Мало ли, вдруг кто-то ещё не читал повесть "Звездолёт с перебитым крылом" Эдуарда Веркина. Повесть небольшая, относящаяся к подростковой фантастике и содержащая огромное количество отсылок для тех, кто понимает -- в частности, к тем же Стругацким. Казалось бы, разве Стругацкие писали про попаданцев? А ведь писали: взять хотя бы "Попытку к бегству" -- самый натуральный попаданческий сюжет, несмотря на весь научно-фантастический антураж. Вот примерно так и у тов. Веркина.
Начинается всё с появления в небольшом городке странной парочки подростков -- судя по всему, брата и сестры. Были они смуглые и золотоглазые... да нет, в общем-то, золотоглазая была только Анна. На дворе -- 1980 год, ждут Олимпиаду, всё тихо и мирно, в местном кинотеатре с огромным успехом идут "Семь самураев", все в городке хорошо знают друг друга и время от времени наезжающих родственников, и тут внезапно какие-то загадочные... туристы? Живут в палатке, покупают в магазине консервированный борщ, томатный сок и консервы, хотели было купить "Яву" (мотоцикл, не сигареты, хотя пачку сигарет, правда, девчонка всё-таки купила), но им, как несовершеннолетним, не продали. Девчонка почему-то разнервничалась, и под распахнувшейся курткой мелькнуло что-то похожее на пистолет -- хотя, возможно, это просто показалось находившемуся рядом местному мальчишке.
Да и в самом деле, откуда у неё взяться пистолету? Хотя приличных размеров нож у неё всё же имелся, она им консервные банки открывала. Ставит банку на ребро и с одного удара отсекает жесть под самую крышку, а потом ест. С ножа. Наверное, с Алтая они, там вообще и природа дикая, и люди суровые. А ещё она никогда в жизни не видела ни одной розы и очень хотела бы посмотреть, как выглядят эти цветы. И песни какие-то странные она пела под гитару:
"Это была фантастическая песня. Про космонавта, плотно застрявшего на чужой планете. Он исходил всю Галактику вдоль и поперек, но не нашел того, что потерял, и постепенно начинал понимать, что не найдет этого никогда. Ему было очень худо, он потерял свой корабль и потерял свой дом, но делал вид, что не отчаивается. На последние деньги он покупал пачку сигарет и билет. Не домой, а дальше сквозь пространство, вперед, все время вперед, только вперед. Билет на старый потрепанный космическими ветрами и камнями звездолет с помятыми бортами и сожженным крылом.

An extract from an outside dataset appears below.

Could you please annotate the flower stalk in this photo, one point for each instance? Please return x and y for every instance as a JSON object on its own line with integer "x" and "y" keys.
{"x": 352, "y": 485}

Что, взлетая, оставлял земле тень."
Ну, вы поняли, до какой степени способны трансформироваться песни, становящиеся практически народными. Дюшка сразу заподозрил в этой парочке то ли шпионов (и тогда надо срочно бежать в милицию и звонить в КГБ), то ли пришельцев (и тогда всё равно никто не поверит), то ли гостей из будущего (и тогда их можно уболтать забрать его с собой, в дивный новый мир, где космические корабли бороздят просторы Вселенной, но в этом случае никто ничего не должен знать). Он их обязательно убедит, он во что бы то ни стало попадёт в это будущее! А если вдруг там не окажется никаких звездолётов и никакой воплощённой мечты -- значит, лучше всего будет сделать так, чтобы такого будущего вообще не было.

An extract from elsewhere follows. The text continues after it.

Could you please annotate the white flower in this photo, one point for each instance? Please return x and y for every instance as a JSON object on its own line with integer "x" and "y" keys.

"– А если по-другому будет… – прошептал Дюшка. – Если по-другому… То лучше бы миру вообще сгореть. Я сожгу его… сожгу."
И был день, и была ночь, и было будущее, в котором уже никому не были нужны звёзды. Сытое спокойное будущее. Преддверие Великой Битвы -- Дагор Дагорат.
"Я буду жить долго. Очень долго, гораздо дольше, чем я хотел бы сам. Я увижу много, и почти все, что я увижу, будет ужасно. Я переживу всех, кого я знал, и всех, кого любил, я переживу людей, города, реки и страны. Они исчезнут, забудутся, потонут в песке и равнодушии. Время кончится, осядет, как апрельский снег под солнцем, превратится в траурный шепот, он заполнит собой все, будет шелестеть даже во сне. То лето восьмидесятого года останется самым счастливым временем моей жизни. Оно покроется пылью, но не забудется. А дальше все будет по-разному, иногда хорошо, иногда не очень, но никогда на меня больше так честно не посмотрят звезды.
Звездолет не полетит. Его даже не построят. Никому не нужны будут эти осколки мирового льда, зависшие в пустоте."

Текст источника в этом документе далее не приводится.